Genomic analysis of the Staphylococcus pseudintermedius mobilome associated with antimicrobial resistance

Catarina Morais  1 Sofia Santos Costa  1 Dennis Hanke  2   3 Ana Santos  1 Henrike Krüger-Haker  2   3 Constança Pomba  4 Andrea T Feßler  2   3 Stefan Schwarz  2   3 Isabel Couto  1
Affiliations

Genomic analysis of the Staphylococcus pseudintermedius mobilome associated with antimicrobial resistance

Catarina Morais et al. Front Microbiol. .

Abstract

The increasing antimicrobial resistance (AMR) in Staphylococcus pseudintermedius causing skin and soft-tissue infections (SSTIs) in companion animals is a public health concern. The aim of this study was to verify if mobile genetic elements (MGEs), in particular plasmids, are related to the carriage of AMR genes among circulating and clinically relevant S. pseudintermedius. In total, 56 S. pseudintermedius, representing predominant and emerging clonal lineages associated with SSTIs in dogs and cats collected in Lisbon (Portugal), were subjected to plasmid DNA extraction and digestion with EcoRI and XbaI. Each unique restriction pattern was assigned to a plasmid profile. A subset of 17 strains was further selected for hybrid whole genome sequencing (WGS) on Oxford Nanopore MinION and Illumina MiSeq platforms. Thirty-one of the 56 S. pseudintermedius strains carried one or more plasmid(s), mostly of small or medium sizes, corresponding to eight plasmid profiles.

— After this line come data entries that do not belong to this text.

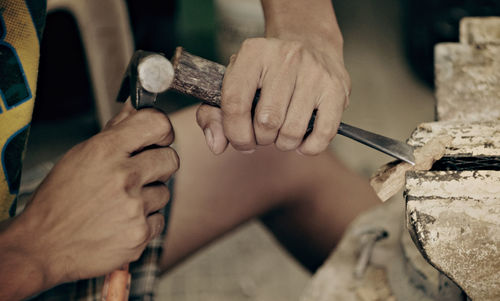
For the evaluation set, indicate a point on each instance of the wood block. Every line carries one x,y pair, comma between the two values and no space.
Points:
468,73
454,219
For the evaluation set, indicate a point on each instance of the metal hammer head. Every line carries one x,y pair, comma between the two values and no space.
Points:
148,75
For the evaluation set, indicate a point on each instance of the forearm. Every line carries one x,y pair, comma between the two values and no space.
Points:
20,275
314,19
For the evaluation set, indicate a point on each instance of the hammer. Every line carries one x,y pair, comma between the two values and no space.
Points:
149,76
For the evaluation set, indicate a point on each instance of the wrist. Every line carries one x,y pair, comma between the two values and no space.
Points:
313,23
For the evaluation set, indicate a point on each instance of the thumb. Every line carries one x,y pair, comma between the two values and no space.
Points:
210,121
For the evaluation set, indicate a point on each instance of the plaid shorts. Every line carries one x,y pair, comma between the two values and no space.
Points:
144,271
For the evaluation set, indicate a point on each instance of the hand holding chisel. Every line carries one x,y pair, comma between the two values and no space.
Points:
151,74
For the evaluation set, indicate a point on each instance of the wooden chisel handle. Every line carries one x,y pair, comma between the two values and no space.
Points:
202,78
116,285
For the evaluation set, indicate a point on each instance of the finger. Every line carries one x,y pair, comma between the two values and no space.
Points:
155,165
277,89
144,128
209,119
325,126
126,110
299,113
241,80
156,223
155,197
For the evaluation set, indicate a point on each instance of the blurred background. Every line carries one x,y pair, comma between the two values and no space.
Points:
388,52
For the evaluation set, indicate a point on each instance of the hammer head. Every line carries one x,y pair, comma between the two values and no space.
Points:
148,75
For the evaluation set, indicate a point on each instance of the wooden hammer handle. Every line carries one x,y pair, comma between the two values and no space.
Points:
116,285
197,77
201,78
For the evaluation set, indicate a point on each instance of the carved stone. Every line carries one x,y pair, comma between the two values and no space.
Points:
468,73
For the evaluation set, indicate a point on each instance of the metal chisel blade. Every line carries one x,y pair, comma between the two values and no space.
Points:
394,148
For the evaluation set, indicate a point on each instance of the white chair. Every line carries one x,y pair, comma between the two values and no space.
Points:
108,44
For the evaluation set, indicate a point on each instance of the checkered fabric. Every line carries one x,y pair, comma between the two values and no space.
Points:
144,271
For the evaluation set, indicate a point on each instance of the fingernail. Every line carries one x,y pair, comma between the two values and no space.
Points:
209,138
248,152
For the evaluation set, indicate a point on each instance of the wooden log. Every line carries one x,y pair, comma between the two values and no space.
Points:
454,219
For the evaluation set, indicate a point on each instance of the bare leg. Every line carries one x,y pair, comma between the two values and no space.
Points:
306,201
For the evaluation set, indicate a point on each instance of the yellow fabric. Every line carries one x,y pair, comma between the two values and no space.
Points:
20,33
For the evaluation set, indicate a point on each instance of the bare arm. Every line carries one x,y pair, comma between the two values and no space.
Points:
299,68
95,211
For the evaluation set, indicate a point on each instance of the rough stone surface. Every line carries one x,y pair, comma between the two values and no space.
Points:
386,276
480,31
469,139
468,75
390,178
454,218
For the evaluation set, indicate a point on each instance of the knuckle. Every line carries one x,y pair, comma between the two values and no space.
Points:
136,254
292,131
133,208
241,144
269,119
127,177
232,102
172,158
252,43
311,151
102,144
293,51
286,145
325,133
140,233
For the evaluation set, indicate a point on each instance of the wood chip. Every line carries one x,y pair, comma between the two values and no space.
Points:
390,178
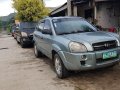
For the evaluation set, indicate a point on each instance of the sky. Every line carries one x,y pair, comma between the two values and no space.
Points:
6,5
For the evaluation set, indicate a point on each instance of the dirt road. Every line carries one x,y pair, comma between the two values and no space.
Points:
20,70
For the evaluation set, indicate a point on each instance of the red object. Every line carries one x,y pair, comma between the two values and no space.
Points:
112,29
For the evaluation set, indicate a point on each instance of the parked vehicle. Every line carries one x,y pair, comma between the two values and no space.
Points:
13,30
74,44
24,33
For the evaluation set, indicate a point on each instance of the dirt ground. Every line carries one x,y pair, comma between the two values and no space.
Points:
21,70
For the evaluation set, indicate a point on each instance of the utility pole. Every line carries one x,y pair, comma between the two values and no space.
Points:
69,8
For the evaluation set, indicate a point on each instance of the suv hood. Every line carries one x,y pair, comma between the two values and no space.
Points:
28,31
90,37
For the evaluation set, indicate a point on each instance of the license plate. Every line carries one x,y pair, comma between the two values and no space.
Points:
108,55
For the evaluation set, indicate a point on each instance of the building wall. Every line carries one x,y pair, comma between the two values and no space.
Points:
108,14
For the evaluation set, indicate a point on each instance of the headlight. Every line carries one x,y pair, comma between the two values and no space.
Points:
24,34
77,47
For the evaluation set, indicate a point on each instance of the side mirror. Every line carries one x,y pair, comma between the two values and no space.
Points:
47,31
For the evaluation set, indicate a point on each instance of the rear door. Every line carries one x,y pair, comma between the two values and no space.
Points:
38,35
47,39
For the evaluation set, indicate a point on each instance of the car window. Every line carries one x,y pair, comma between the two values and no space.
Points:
47,25
72,25
40,26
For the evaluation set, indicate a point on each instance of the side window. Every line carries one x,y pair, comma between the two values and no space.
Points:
47,25
40,26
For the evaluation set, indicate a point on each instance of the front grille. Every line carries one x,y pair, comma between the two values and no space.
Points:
100,60
104,45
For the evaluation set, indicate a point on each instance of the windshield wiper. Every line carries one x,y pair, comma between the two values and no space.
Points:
64,33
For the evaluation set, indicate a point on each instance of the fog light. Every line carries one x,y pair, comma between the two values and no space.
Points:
84,57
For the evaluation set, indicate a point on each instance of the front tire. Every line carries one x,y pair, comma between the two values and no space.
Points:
37,52
60,69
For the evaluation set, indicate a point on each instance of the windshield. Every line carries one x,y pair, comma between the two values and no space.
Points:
27,25
72,25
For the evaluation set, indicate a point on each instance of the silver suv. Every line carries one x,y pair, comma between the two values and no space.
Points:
74,44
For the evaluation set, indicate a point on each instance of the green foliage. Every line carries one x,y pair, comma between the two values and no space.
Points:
30,10
8,28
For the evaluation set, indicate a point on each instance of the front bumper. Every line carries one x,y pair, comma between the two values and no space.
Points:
74,61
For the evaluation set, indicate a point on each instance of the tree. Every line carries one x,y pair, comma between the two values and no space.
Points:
0,23
30,10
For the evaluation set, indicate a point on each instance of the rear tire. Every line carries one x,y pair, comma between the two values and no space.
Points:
37,52
60,69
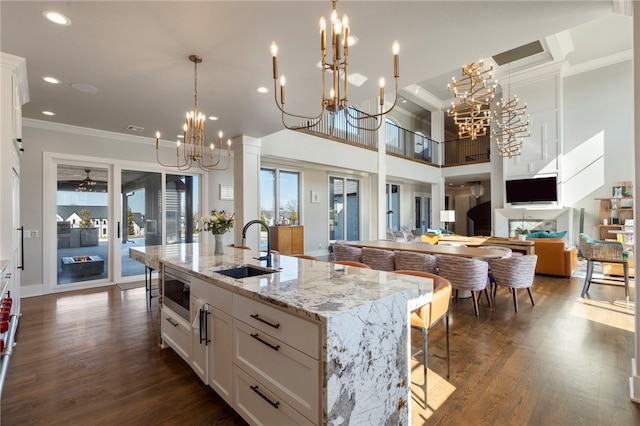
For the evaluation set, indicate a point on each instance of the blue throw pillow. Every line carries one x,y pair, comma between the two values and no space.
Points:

Two of the identified plasmids carried AMR determinants; plasmid pSP-G3C4, isolated from ST71 strains, carried the tetracycline resistance gene tet(K) and plasmid pSP5912, isolated from a ST2061 strain, harbored the qacG biocide resistance gene. Other AMR determinants were detected as part of MGEs integrated into the bacterial chromosomal DNA, namely Tn552, Tn552-like, Tn553, Tn916, Tn5405-like, Tn5801, Tn5801-like GI6287 and pRE25-like elements. In addition, a new chromosomal cassette, carrying fusC, was identified in a ST1183 strain. The 12 methicillin-resistant S. pseudintermedius studied carried staphylococcal cassette chromosome mec (SCCmec) type III (n = 5), SCCmec type IVg (n = 3), SCCmec NA45 (n = 1), ΨSCCmec 57395 (n = 1), the recently described cassettes SCCmec 7017-61515 (n = 1), or SCCmec type V(T)SL/154 (n = 1). Most strains carried intact prophages without AMR determinants. Intact restriction-modification systems were detected in 12 out of the 17 strains and CRISPR/Cas in five strains, four of which were methicillin-susceptible. The results of this study suggest that the AMR content in S. pseudintermedius is mainly related to MGEs integrated into the chromosomal DNA rather than located on plasmids. These results provide important insights that may lead to a better understanding of multidrug resistance in S. pseudintermedius towards improved SSTIs treatment in companion animals.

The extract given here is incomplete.